During a brief first marriage, Ms. Lawrence adopted two girls she eventually saw only on the weekends because of all the travel her work entailed. In 1968, she and Harding Lawrence moved to Dallas, where his business was based, and reconvened with the children either there or at one of the homes they shared in Arizona, Acapulco or the south of France on weekends. (Ms. Lawrence has had 30 homes. “I’ve done better in real estate than advertising,” she told me.)

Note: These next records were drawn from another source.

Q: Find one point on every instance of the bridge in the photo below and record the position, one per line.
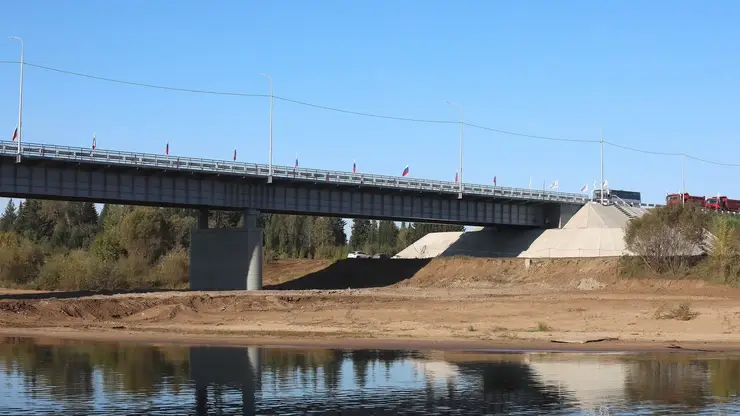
(47, 171)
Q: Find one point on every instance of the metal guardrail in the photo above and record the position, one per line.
(115, 157)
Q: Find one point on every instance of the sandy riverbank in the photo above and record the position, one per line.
(454, 303)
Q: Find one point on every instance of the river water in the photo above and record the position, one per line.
(86, 378)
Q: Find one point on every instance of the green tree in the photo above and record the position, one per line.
(33, 223)
(362, 233)
(146, 233)
(7, 222)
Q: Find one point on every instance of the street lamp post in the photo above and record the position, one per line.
(601, 187)
(20, 105)
(683, 178)
(269, 177)
(462, 123)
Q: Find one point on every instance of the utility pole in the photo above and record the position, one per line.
(269, 177)
(20, 106)
(683, 178)
(462, 123)
(601, 193)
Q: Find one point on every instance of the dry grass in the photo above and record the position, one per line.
(680, 312)
(543, 327)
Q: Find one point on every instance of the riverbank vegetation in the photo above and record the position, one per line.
(685, 241)
(70, 246)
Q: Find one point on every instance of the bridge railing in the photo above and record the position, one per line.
(124, 158)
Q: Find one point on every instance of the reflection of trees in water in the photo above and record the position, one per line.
(66, 368)
(507, 386)
(66, 371)
(664, 379)
(724, 378)
(500, 387)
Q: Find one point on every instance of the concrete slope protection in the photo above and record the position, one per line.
(594, 231)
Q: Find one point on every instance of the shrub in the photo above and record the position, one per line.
(667, 238)
(725, 255)
(145, 232)
(130, 272)
(107, 246)
(76, 270)
(172, 269)
(20, 260)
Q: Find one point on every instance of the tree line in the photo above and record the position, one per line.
(69, 245)
(687, 241)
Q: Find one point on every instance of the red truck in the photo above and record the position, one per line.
(722, 203)
(677, 199)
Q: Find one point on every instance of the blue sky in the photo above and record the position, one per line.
(654, 75)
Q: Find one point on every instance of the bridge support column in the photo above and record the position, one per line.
(254, 247)
(203, 219)
(226, 258)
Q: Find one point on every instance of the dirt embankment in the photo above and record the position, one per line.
(481, 302)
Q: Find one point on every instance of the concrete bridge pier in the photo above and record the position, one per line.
(226, 258)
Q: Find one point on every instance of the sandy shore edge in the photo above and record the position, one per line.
(245, 340)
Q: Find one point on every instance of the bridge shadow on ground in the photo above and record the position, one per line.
(356, 274)
(79, 293)
(493, 243)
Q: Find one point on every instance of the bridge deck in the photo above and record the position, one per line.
(219, 167)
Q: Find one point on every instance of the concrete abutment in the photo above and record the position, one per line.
(226, 258)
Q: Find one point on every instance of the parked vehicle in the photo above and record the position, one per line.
(632, 198)
(677, 199)
(722, 203)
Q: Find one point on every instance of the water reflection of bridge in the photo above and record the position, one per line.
(319, 383)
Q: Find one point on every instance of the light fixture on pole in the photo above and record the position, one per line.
(462, 123)
(683, 178)
(20, 106)
(269, 177)
(601, 192)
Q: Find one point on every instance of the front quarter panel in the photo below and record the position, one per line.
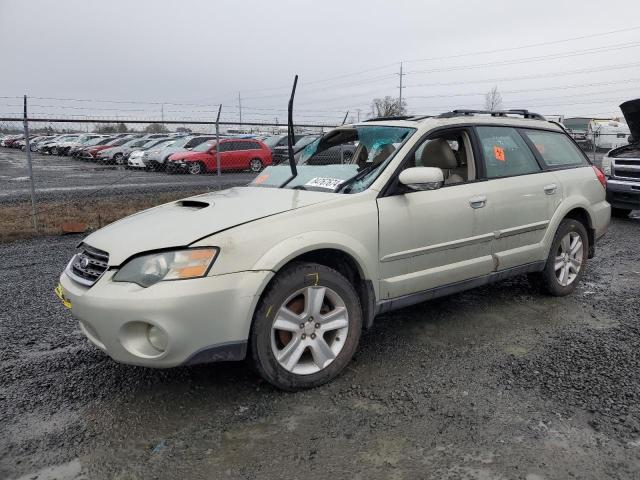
(348, 223)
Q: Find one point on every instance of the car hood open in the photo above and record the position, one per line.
(180, 223)
(631, 111)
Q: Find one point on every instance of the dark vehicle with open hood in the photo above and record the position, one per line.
(622, 166)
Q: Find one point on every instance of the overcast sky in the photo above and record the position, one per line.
(201, 53)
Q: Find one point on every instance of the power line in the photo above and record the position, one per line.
(531, 45)
(557, 87)
(539, 58)
(529, 77)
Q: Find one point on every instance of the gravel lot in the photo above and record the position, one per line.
(63, 177)
(499, 382)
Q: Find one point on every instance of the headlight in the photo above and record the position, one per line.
(148, 270)
(606, 165)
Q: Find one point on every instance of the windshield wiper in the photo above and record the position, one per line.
(356, 177)
(290, 135)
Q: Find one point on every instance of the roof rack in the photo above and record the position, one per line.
(390, 117)
(493, 113)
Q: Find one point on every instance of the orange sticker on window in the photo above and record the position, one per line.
(261, 179)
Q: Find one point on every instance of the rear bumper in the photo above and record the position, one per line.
(623, 194)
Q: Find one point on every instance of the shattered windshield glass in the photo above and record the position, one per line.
(347, 159)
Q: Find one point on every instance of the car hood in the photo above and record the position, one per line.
(178, 224)
(631, 111)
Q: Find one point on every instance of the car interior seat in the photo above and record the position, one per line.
(438, 153)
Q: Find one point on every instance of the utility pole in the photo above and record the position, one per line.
(218, 139)
(27, 148)
(401, 87)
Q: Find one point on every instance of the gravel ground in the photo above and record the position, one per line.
(57, 178)
(498, 382)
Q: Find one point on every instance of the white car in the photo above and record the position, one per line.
(135, 159)
(288, 270)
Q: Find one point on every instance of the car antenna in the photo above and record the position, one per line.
(290, 135)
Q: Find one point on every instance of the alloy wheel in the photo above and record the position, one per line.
(195, 168)
(568, 260)
(255, 165)
(309, 330)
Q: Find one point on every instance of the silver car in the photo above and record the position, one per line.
(156, 158)
(290, 269)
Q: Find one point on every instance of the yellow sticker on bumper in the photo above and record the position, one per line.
(60, 293)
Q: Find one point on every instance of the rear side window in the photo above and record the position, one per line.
(556, 149)
(505, 152)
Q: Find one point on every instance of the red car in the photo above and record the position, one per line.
(235, 154)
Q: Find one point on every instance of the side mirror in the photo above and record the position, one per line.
(422, 178)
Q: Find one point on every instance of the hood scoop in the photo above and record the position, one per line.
(192, 204)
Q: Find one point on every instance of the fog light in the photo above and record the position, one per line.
(157, 338)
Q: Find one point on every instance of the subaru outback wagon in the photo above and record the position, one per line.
(288, 270)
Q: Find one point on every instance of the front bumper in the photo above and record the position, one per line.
(623, 194)
(204, 319)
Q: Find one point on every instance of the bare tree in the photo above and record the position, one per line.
(493, 100)
(388, 107)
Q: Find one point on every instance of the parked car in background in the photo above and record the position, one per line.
(577, 127)
(156, 158)
(92, 152)
(135, 159)
(52, 146)
(622, 166)
(80, 150)
(9, 140)
(281, 140)
(235, 154)
(21, 144)
(607, 134)
(118, 154)
(65, 147)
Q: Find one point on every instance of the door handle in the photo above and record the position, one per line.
(478, 202)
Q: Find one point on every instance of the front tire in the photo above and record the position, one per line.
(306, 327)
(255, 165)
(567, 260)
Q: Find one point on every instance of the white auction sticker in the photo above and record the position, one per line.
(324, 182)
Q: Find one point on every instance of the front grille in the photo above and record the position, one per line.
(87, 266)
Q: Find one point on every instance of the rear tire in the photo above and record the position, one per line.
(320, 319)
(620, 212)
(255, 165)
(567, 260)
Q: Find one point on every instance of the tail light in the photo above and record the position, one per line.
(601, 177)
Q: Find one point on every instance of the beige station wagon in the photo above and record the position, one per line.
(288, 270)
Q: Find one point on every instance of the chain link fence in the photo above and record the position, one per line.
(77, 174)
(81, 173)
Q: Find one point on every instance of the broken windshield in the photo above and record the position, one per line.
(347, 159)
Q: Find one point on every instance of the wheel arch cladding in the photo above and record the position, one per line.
(582, 215)
(344, 263)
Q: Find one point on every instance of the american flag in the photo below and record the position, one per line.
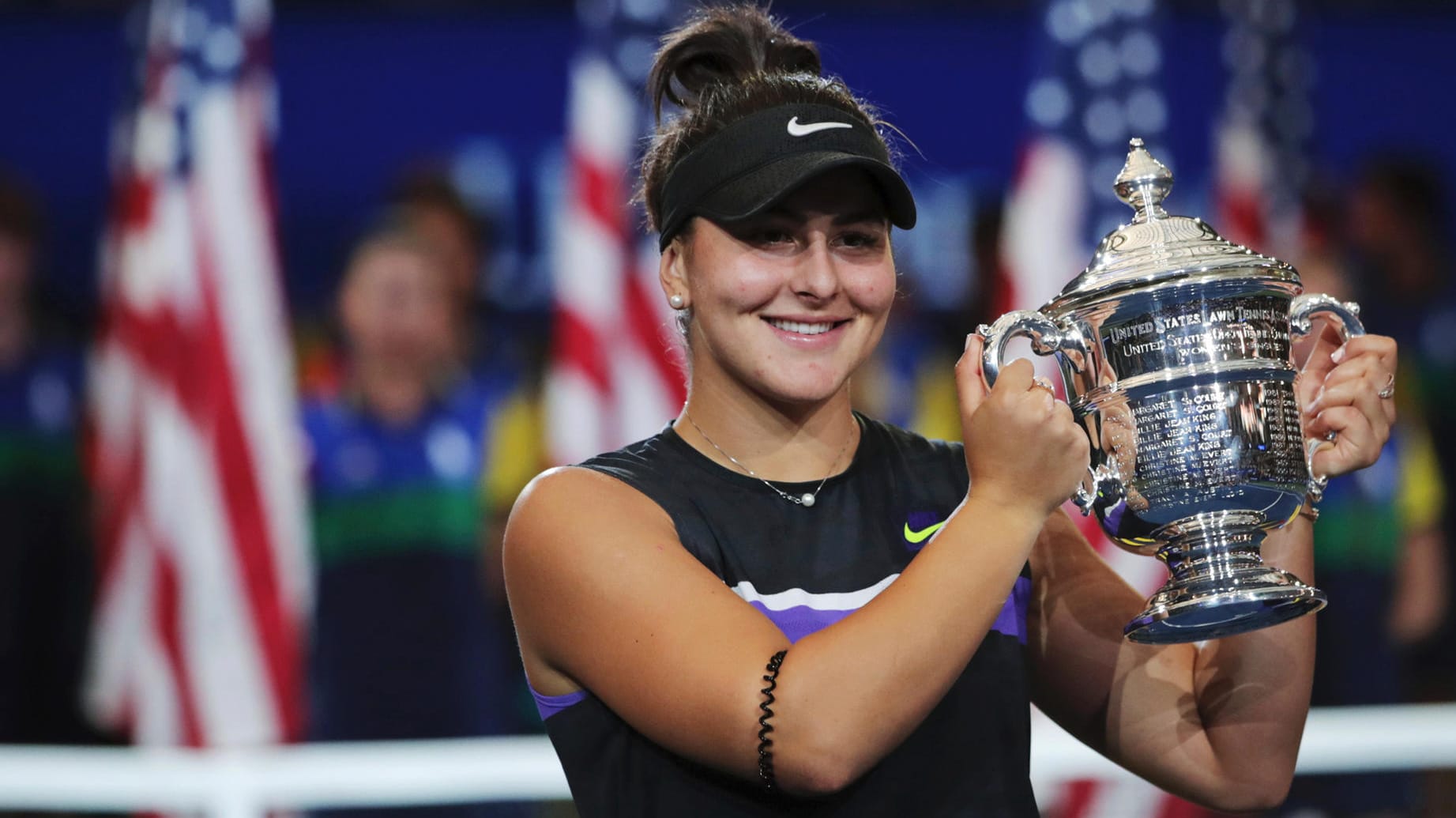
(1262, 136)
(195, 459)
(616, 373)
(1095, 88)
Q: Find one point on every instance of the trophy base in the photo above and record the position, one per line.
(1216, 593)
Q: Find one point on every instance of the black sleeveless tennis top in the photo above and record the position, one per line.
(807, 568)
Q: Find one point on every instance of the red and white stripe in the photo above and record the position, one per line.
(195, 459)
(616, 373)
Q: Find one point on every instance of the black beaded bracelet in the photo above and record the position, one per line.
(765, 728)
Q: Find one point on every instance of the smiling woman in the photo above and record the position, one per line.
(778, 606)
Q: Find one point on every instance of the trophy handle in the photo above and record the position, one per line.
(1347, 319)
(1048, 337)
(1305, 307)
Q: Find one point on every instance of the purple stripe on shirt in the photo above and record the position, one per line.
(1012, 620)
(801, 620)
(547, 707)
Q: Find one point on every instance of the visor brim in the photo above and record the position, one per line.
(758, 191)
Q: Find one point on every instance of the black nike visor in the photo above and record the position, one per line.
(751, 165)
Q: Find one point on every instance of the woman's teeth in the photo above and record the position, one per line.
(803, 328)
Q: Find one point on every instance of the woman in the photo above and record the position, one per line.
(725, 619)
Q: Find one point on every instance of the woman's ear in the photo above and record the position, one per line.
(672, 273)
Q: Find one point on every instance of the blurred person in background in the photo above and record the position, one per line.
(46, 562)
(504, 361)
(1405, 283)
(408, 643)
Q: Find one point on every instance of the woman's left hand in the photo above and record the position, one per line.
(1340, 390)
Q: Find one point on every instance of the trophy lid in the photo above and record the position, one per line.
(1155, 247)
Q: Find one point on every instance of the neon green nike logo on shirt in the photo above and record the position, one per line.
(916, 537)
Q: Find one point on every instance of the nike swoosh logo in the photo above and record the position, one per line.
(916, 537)
(796, 130)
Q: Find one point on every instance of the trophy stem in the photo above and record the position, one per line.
(1219, 586)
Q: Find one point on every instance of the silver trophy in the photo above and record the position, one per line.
(1176, 351)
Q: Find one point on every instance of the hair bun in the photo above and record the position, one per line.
(723, 46)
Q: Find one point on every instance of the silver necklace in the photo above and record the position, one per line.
(806, 499)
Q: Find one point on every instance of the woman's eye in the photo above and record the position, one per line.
(858, 239)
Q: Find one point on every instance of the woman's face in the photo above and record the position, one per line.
(791, 302)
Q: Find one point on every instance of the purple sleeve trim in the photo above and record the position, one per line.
(551, 705)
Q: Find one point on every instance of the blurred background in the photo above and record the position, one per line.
(296, 299)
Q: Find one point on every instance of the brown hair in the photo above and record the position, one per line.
(721, 66)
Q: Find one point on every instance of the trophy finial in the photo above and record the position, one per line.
(1143, 183)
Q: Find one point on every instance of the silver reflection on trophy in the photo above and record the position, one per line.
(1176, 349)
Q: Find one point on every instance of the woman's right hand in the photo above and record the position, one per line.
(1022, 446)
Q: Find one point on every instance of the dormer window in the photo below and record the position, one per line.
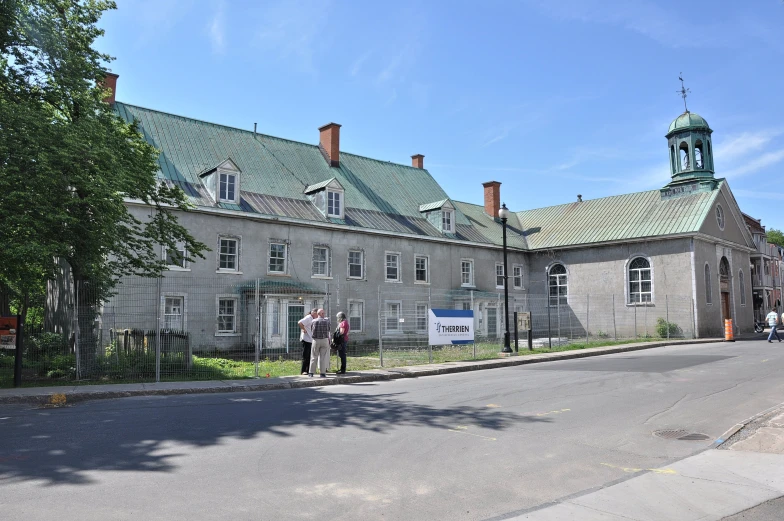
(327, 196)
(223, 182)
(228, 187)
(334, 204)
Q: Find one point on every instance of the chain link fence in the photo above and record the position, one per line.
(185, 328)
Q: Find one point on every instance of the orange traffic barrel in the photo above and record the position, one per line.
(728, 336)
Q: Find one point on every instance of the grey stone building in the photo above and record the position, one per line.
(294, 225)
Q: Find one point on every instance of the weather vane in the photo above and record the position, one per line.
(683, 92)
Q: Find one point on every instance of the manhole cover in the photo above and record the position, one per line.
(680, 434)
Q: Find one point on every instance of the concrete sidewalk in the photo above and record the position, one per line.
(736, 475)
(63, 395)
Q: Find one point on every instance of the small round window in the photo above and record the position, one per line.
(720, 216)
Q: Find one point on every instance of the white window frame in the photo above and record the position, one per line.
(470, 283)
(184, 252)
(447, 221)
(558, 285)
(237, 252)
(327, 262)
(218, 179)
(285, 257)
(627, 278)
(361, 264)
(499, 265)
(398, 329)
(427, 269)
(418, 316)
(341, 203)
(515, 269)
(236, 330)
(184, 297)
(361, 304)
(397, 254)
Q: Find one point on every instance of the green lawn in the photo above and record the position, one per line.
(142, 368)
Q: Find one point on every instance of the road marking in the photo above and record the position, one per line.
(462, 430)
(631, 470)
(560, 411)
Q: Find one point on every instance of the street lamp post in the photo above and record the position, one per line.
(503, 214)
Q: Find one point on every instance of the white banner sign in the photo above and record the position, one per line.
(451, 326)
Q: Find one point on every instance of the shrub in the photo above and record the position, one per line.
(663, 327)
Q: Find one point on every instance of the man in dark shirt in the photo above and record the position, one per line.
(319, 352)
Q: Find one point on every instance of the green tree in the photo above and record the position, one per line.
(775, 236)
(68, 162)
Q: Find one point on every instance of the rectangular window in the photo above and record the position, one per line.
(517, 272)
(275, 317)
(333, 204)
(320, 261)
(176, 258)
(227, 257)
(393, 267)
(422, 317)
(422, 271)
(227, 320)
(172, 313)
(467, 272)
(392, 316)
(355, 264)
(277, 261)
(446, 221)
(356, 310)
(228, 188)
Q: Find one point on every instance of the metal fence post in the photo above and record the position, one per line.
(615, 326)
(667, 314)
(587, 316)
(380, 331)
(158, 313)
(257, 315)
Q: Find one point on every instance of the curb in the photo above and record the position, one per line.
(298, 382)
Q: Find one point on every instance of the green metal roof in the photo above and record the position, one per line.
(621, 217)
(688, 120)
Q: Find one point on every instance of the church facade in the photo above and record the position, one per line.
(283, 214)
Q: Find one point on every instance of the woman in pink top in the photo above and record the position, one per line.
(343, 328)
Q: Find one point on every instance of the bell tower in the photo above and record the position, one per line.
(691, 153)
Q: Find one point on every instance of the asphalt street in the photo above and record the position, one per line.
(490, 444)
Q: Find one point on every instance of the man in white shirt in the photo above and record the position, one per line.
(773, 321)
(306, 337)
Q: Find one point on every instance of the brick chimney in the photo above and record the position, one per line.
(110, 82)
(492, 198)
(329, 143)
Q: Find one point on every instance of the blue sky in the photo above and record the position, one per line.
(551, 98)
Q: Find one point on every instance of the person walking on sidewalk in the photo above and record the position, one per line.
(773, 321)
(319, 352)
(342, 341)
(306, 337)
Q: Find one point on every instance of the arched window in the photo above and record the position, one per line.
(742, 283)
(685, 158)
(699, 160)
(559, 288)
(640, 281)
(708, 294)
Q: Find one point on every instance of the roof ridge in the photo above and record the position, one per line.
(262, 134)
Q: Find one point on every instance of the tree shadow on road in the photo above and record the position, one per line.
(136, 434)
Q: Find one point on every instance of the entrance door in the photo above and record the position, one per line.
(492, 322)
(295, 313)
(725, 306)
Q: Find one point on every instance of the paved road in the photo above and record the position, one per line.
(484, 445)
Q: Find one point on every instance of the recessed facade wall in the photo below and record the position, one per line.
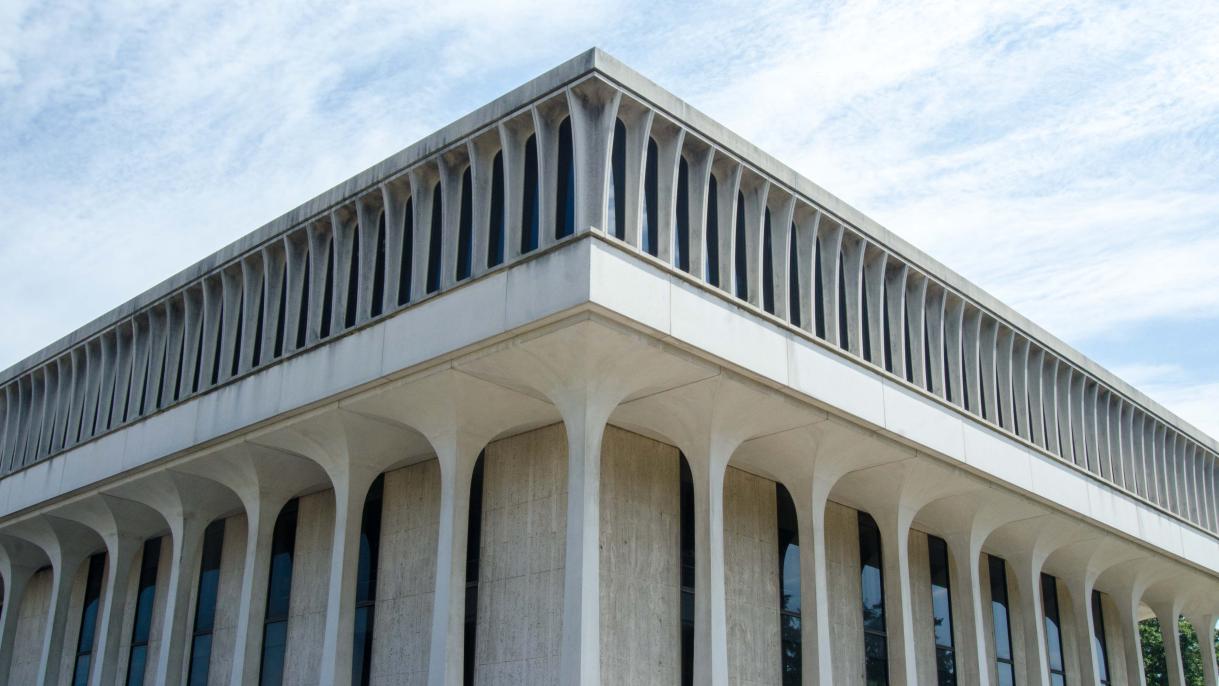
(640, 562)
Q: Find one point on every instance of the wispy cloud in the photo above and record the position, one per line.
(1063, 156)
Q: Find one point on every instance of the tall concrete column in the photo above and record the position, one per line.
(1131, 643)
(340, 606)
(1028, 579)
(261, 517)
(15, 581)
(1204, 626)
(63, 572)
(121, 552)
(707, 469)
(187, 537)
(895, 529)
(1168, 613)
(1080, 589)
(584, 418)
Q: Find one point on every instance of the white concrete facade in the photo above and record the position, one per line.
(584, 364)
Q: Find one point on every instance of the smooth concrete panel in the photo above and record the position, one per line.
(751, 579)
(630, 288)
(825, 377)
(846, 613)
(521, 564)
(920, 419)
(406, 575)
(227, 600)
(727, 330)
(27, 646)
(640, 562)
(311, 576)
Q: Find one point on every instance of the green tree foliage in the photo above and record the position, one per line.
(1155, 663)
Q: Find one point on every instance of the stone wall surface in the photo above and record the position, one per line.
(521, 575)
(405, 581)
(27, 647)
(640, 562)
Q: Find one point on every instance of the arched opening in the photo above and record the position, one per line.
(434, 240)
(682, 216)
(872, 587)
(789, 589)
(473, 547)
(529, 201)
(651, 196)
(466, 228)
(366, 584)
(495, 222)
(206, 598)
(767, 265)
(279, 590)
(739, 243)
(1001, 620)
(617, 206)
(686, 537)
(349, 316)
(565, 195)
(712, 266)
(794, 295)
(378, 304)
(407, 256)
(142, 624)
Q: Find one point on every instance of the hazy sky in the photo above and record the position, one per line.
(1064, 159)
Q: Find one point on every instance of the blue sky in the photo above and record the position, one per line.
(1064, 159)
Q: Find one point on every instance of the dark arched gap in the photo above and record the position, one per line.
(872, 586)
(712, 232)
(818, 291)
(794, 279)
(378, 300)
(529, 202)
(866, 321)
(565, 195)
(366, 584)
(349, 316)
(279, 590)
(617, 205)
(789, 589)
(682, 215)
(407, 265)
(142, 624)
(220, 340)
(328, 291)
(686, 540)
(495, 222)
(651, 234)
(199, 661)
(844, 329)
(885, 335)
(741, 261)
(434, 246)
(302, 316)
(257, 330)
(466, 228)
(906, 345)
(473, 548)
(282, 319)
(767, 265)
(199, 366)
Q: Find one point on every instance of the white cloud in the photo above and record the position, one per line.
(1066, 157)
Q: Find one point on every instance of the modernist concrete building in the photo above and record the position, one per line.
(584, 389)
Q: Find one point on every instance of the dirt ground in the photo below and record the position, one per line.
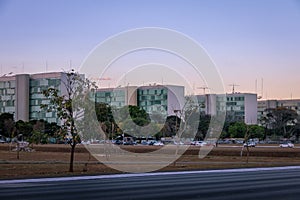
(53, 160)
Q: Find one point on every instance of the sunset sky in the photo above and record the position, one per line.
(248, 40)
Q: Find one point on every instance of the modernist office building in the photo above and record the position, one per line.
(22, 95)
(238, 106)
(165, 99)
(263, 105)
(117, 97)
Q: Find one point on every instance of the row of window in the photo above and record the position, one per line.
(7, 84)
(235, 98)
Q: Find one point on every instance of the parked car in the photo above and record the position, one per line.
(249, 144)
(158, 143)
(287, 145)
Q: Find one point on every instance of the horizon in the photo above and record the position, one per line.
(254, 44)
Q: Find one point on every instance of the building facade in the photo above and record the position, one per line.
(117, 97)
(162, 99)
(238, 106)
(22, 95)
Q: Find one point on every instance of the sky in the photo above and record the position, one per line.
(254, 44)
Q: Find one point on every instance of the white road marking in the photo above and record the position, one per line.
(75, 178)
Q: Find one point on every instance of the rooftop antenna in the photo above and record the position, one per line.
(203, 88)
(233, 85)
(70, 64)
(258, 96)
(262, 87)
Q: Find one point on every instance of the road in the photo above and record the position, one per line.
(242, 184)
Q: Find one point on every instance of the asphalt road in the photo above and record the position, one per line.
(242, 184)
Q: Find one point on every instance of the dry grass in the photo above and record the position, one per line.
(52, 160)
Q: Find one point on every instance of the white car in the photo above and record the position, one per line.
(287, 145)
(249, 144)
(158, 143)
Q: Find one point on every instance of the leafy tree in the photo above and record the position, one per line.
(24, 128)
(171, 126)
(77, 89)
(203, 126)
(237, 130)
(7, 124)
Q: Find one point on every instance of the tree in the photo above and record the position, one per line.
(237, 130)
(256, 131)
(77, 89)
(280, 118)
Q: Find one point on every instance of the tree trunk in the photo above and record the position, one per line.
(71, 168)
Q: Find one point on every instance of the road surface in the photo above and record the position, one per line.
(266, 183)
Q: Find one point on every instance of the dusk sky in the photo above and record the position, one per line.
(248, 40)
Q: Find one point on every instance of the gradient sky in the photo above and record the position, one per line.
(247, 39)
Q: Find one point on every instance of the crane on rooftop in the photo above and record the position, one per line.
(233, 85)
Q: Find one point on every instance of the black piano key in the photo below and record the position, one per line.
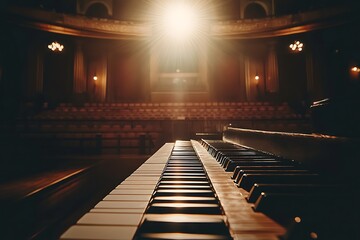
(284, 206)
(184, 223)
(183, 186)
(233, 164)
(226, 160)
(269, 167)
(184, 192)
(257, 189)
(182, 236)
(184, 208)
(267, 171)
(187, 182)
(248, 180)
(184, 199)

“I think women who spend the most productive years of their life nurturing children are unhappy,” Ms. Lawrence said. Her daughters were split in their reaction to the family’s unusual arrangement. One, Katy Bryan, an investment banker at JPMorgan in New York, bore no resentments, while the other, Pamela Lombard, who is a stay-at-home mother, had been more conflicted, Ms. Lawrence said.

“We talked on the phone a lot,” Ms. Bryan said of her mother. “For the important things she was there. I never felt as though I was growing up without a mom. We knew it was different, but we knew we were a family.”

Ms. Lawrence sold her agency in 1990 and has worked on the Web venture Wowowow with her friends Joni Evans and Lesley Stahl among others. In recent years, she has been asked to speak to groups of women in banking and business to impart her wisdom.

She believes success comes only from the extreme and urgent desire to be successful. “You can’t just be you,” Ms. Lawrence said. “You have to double yourself. You have to read books on subjects you know nothing about. You have to travel to places you never thought of traveling. You have to meet every kind of person and endlessly stretch what you know.”

“There were and are so many talented women in the advertising business, and the real wonder is why they aren’t all running worldwide agencies of their own,” she said. “I’m looking into that.”